In this protocol, we used anti-c-fms antibody to inhibit osteoclastogenesis, and by looking at the results, we find that a concentration of 100 ng/mL of anti-c-fms antibody was needed to produce significant decrease in osteoclast number in RANKL wells. A concentration of 1,000 ng/mL of anti-c-fms antibody was needed to inhibit osteoclast precursor proliferation in MCSF proliferation assay, while a concentration of only 10 ng/mL of anti-c-fms antibody was needed to produce significant decrease in osteoclast number in TNF-α wells.
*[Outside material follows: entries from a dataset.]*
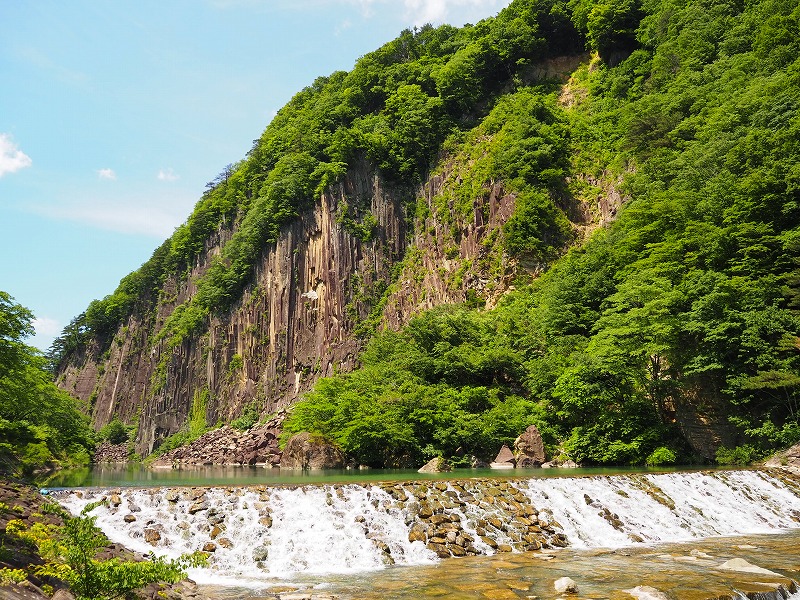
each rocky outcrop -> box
[57,152,556,456]
[58,163,413,455]
[489,444,516,469]
[148,421,281,467]
[514,425,546,468]
[281,432,344,470]
[764,444,800,475]
[0,477,205,600]
[92,440,128,464]
[417,456,453,473]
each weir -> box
[55,470,800,583]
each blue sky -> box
[0,0,509,349]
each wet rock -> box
[553,577,578,594]
[253,546,269,562]
[417,456,453,473]
[258,516,272,527]
[622,585,669,600]
[281,432,344,469]
[188,499,208,515]
[717,558,780,577]
[144,529,161,546]
[408,523,428,543]
[489,444,514,469]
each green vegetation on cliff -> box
[51,0,580,364]
[53,0,800,466]
[0,291,94,474]
[287,0,800,464]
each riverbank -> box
[51,470,800,599]
[6,470,800,600]
[0,477,205,600]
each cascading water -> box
[524,471,800,547]
[57,471,800,584]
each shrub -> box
[645,446,676,467]
[717,444,760,466]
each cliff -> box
[58,155,560,455]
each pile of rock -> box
[280,431,344,469]
[381,479,567,558]
[92,440,128,464]
[490,425,547,469]
[153,424,281,466]
[764,444,800,475]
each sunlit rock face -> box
[58,157,518,455]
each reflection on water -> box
[203,531,800,600]
[37,464,707,488]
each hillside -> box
[51,0,800,465]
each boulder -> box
[622,585,669,600]
[514,425,545,467]
[553,577,578,594]
[144,529,161,546]
[764,444,800,475]
[717,558,780,577]
[417,456,453,473]
[281,431,344,469]
[489,444,514,469]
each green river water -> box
[41,465,800,600]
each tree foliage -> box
[291,0,800,464]
[0,291,93,473]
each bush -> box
[717,444,761,466]
[645,446,677,467]
[231,404,261,431]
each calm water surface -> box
[38,464,708,488]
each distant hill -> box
[51,0,800,466]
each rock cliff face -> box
[58,163,532,455]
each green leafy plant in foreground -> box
[6,504,205,600]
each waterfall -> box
[56,471,800,584]
[524,471,800,547]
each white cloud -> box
[28,190,197,240]
[0,133,33,177]
[403,0,510,25]
[157,167,181,182]
[33,317,63,336]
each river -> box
[54,470,800,600]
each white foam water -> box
[520,471,800,547]
[58,471,800,585]
[61,485,436,585]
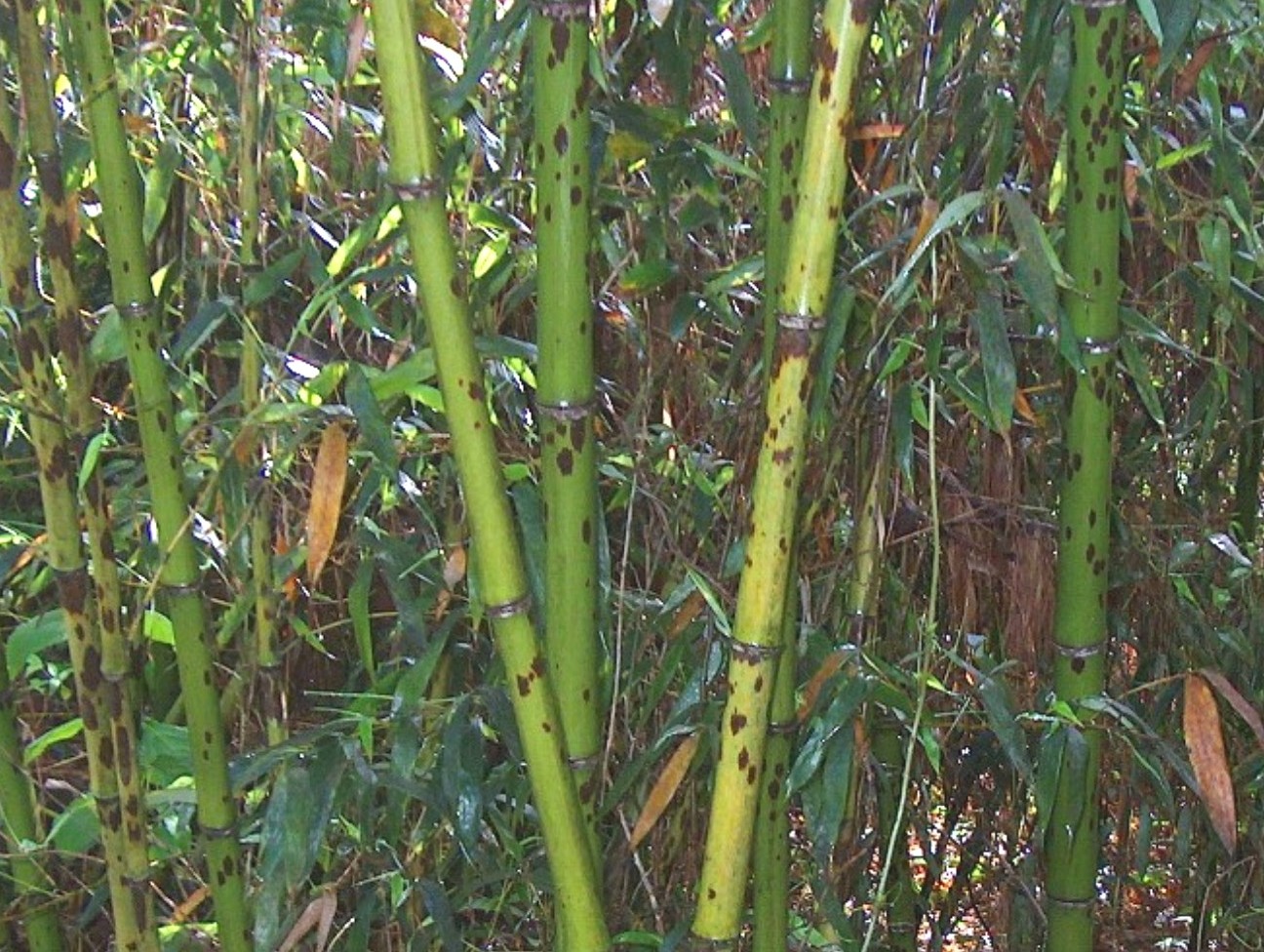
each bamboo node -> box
[536,0,588,20]
[119,299,153,320]
[484,594,531,619]
[728,636,781,665]
[777,311,825,333]
[202,825,236,840]
[158,581,202,598]
[1076,337,1119,357]
[536,400,594,421]
[1047,896,1097,910]
[1054,641,1106,661]
[769,76,811,97]
[390,176,443,201]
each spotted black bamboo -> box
[1046,0,1125,952]
[60,0,252,952]
[0,70,158,952]
[373,0,610,952]
[18,4,155,947]
[692,0,876,943]
[238,0,286,744]
[0,632,65,952]
[531,0,602,867]
[753,0,814,952]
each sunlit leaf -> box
[628,734,701,850]
[307,419,347,584]
[1182,674,1238,854]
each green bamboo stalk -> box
[531,0,602,854]
[751,569,799,952]
[0,632,65,952]
[373,0,610,951]
[60,0,252,952]
[764,0,815,373]
[1046,0,1126,952]
[238,0,286,744]
[692,0,876,943]
[0,62,158,952]
[752,0,814,935]
[18,4,155,947]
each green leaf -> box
[345,363,400,477]
[21,717,84,764]
[417,879,465,952]
[171,298,232,366]
[141,137,179,244]
[879,191,990,310]
[1001,188,1071,329]
[803,731,855,866]
[242,248,307,307]
[714,28,760,149]
[346,559,378,683]
[140,720,193,789]
[5,608,69,682]
[978,671,1033,780]
[974,292,1017,434]
[1120,334,1168,428]
[619,258,680,295]
[87,304,128,367]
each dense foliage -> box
[0,0,1264,952]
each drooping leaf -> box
[1182,673,1238,854]
[307,419,347,584]
[5,608,68,682]
[1199,667,1264,750]
[974,292,1017,434]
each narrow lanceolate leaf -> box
[307,419,347,584]
[692,0,876,942]
[62,0,253,952]
[628,734,701,850]
[373,0,610,952]
[1183,674,1238,855]
[1199,667,1264,750]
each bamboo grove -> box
[0,0,1264,952]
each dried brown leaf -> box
[1184,673,1238,853]
[1199,667,1264,750]
[628,734,699,850]
[307,421,347,584]
[277,889,337,952]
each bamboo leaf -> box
[307,419,347,584]
[1199,667,1264,750]
[879,191,988,306]
[277,889,337,952]
[974,294,1019,434]
[628,734,700,850]
[978,671,1032,778]
[346,363,400,474]
[1182,673,1238,853]
[716,26,760,148]
[417,879,466,952]
[5,608,67,682]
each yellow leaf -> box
[628,734,699,850]
[307,421,346,584]
[444,545,465,588]
[1184,673,1238,853]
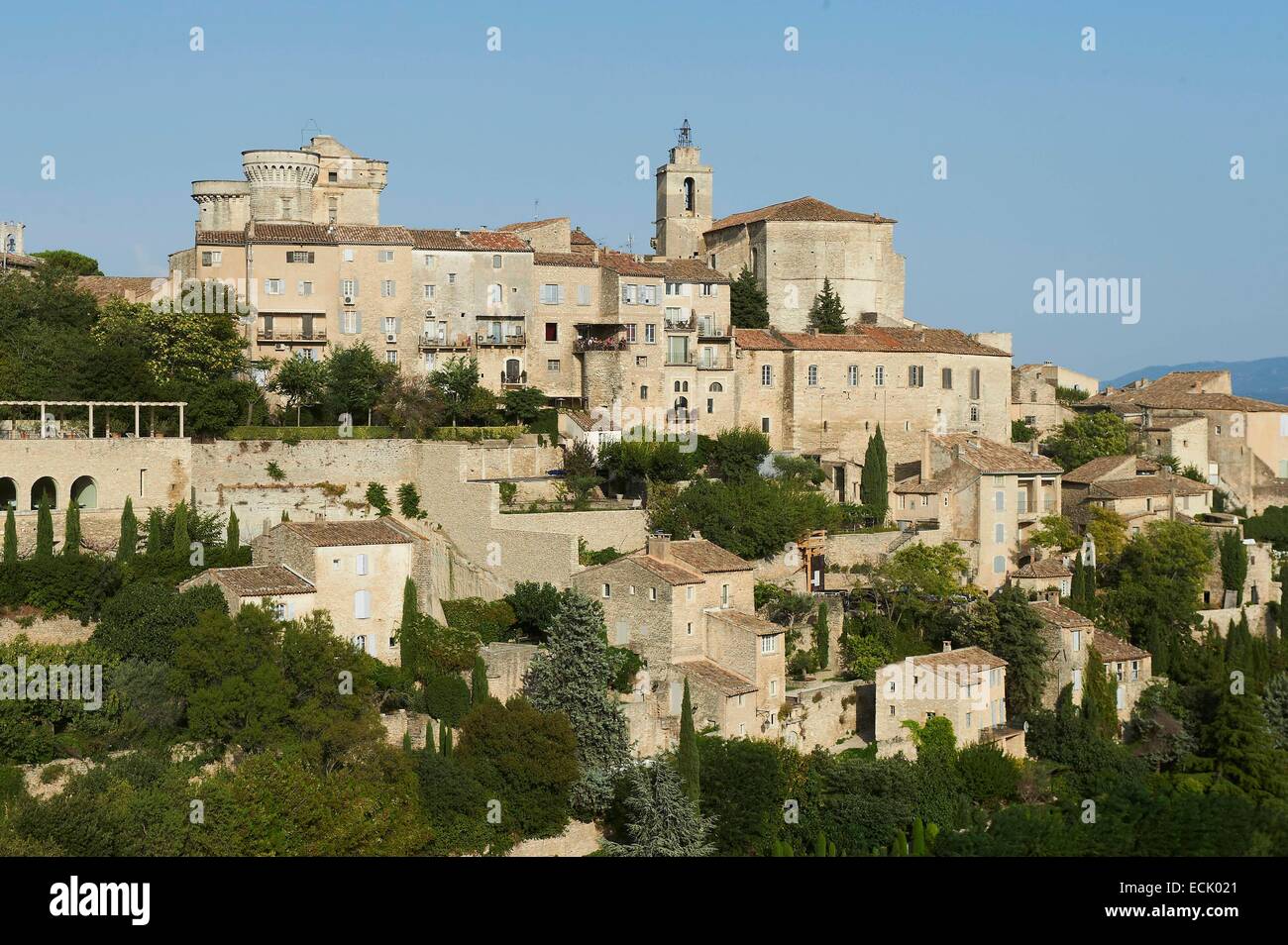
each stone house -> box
[571,536,786,746]
[875,641,1024,757]
[1030,600,1153,722]
[890,434,1061,591]
[1063,456,1215,534]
Figure 1: Effect of anti-c-fms antibody on RANKL-induced osteoclast formation. Microscopic observation of osteoclast precursors that were treated with M-CSF, RANKL and various dose of anti-c-fms antibody (0, 1, 10, 100 and 1,000 ng/mL) for 4 days. Cells were fixed and stained with TRAP staining. Number of TRAP-positive cells cultured with M-CSF, RANKL and various concentrations of anti-c-fms antibody (0, 1, 10, 100 and 1,000 ng/mL) for 4 days. Cells were fixed and stained with TRAP staining. The number of TRAP-positive cells was assessed. Results were expressed as mean ± S.D. of four cultures. Statistical differences were detected by using Scheffe's tests (n = 4; *p < 0.01). Scale bars = 200 µm. Please click here to view a larger version of this figure.
Figure 2: Effect of anti-c-fms antibody on TNF-α-induced osteoclast formation. Microscopic observation of osteoclast precursors that were treated with M-CSF, TNF-α and various dose of anti-c-fms antibody (0, 1, 10, 100 and 1,000 ng/mL) for 4 days. Cells were fixed and stained with TRAP staining. Number of TRAP-positive cells cultured with M-CSF, TNF-α and various concentrations of anti-c-fms antibody (0, 1, 10, 100 and 1,000 ng/mL) for 4 days. Cells were fixed and stained with TRAP staining. The number of TRAP-positive cells was assessed. Results were expressed as meanv ± S.D. of four cultures. Statistical differences were detected by using Scheffe's tests (n = 4; *p < 0.01). Scale bars = 200 µm. Please click here to view a larger version of this figure.
Figure 3: Effect of anti-c-fms antibody on proliferation of osteoclast precursor. Cell viability of osteoclast precursors that were treated with M-CSF and various dose of anti-c-fms antibody (0, 1, 10, 100 and 1,000 ng/mL) for 3 days. Cell counting kit-8 was used to measure viability. Data are presented as a percentage to compare the relative activity of the wells containing M-CSF+anti-c-fms versus the wells containing M-CSF alone and expressed as mean ± S.D. of four cultures. Statistical differences were detected by using Scheffe's tests (n = 4; *p < 0.01). Please click here to view a larger version of this figure.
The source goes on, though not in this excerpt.